LLVM C API string passing


I see there are many functions that take strings as pointer+size, which is great. There are also some functions that have variants for both taking a null terminated string and a pointer+size(eg. LLVMSetValueName+LLVMSetValueName2).

But there are many functions that only take strings as C strings, which I don’t like because in many cases I need to copy the string somewhere and add a 0, which is not ideal.

The question is what’s the general opinion on having functions that take pointer+size, and if it would be a good idea that for each function that takes C strings, to add a “2” variant that takes pointer+size, like:

LLVMValueRef LLVMAddFunction(LLVMModuleRef M, const char *Name, LLVMTypeRef FunctionTy);

LLVMValueRef LLVMAddFunction2(LLVMModuleRef M, const char *Name, size_t NameLen, LLVMTypeRef FunctionTy);

I would be happy to try and do that if people want it.

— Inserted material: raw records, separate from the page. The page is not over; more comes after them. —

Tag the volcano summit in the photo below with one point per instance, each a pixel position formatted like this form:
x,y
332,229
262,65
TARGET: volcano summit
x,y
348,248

I wouldn’t want to have both variants of all functions by design, but it makes sense to me to have a policy that “pointer + size” is preferred for the C API. This would mean that adding a version 2 with “pointer + size” for old functions is okay, but any new functions that are added should have only a “pointer + size” version.

So would it be ok for me to add the version 2 for functions that do not take pointer+size?

How about introducing an LLVMStringRef opaque struct that can be “constructed” from pointer + size or from a C string given that the underlying C++ APIs want a StringRef anyway? We’ve taken that approach in MLIR to represent StringRefs and that worked reasonably well so far.

1 Like

I think the LLVMStringRef approach would’ve been a good idea if it was done from the start.
Adding a third way to pass strings seems a bit confusing at best, and I don’t think going back and breaking the current functions by changing every string to a LLVMStringRef is a good idea.

Stronger than that: No existing function’s API can be changed. The LLVM C API has a rigid backwards compatibility guarantee.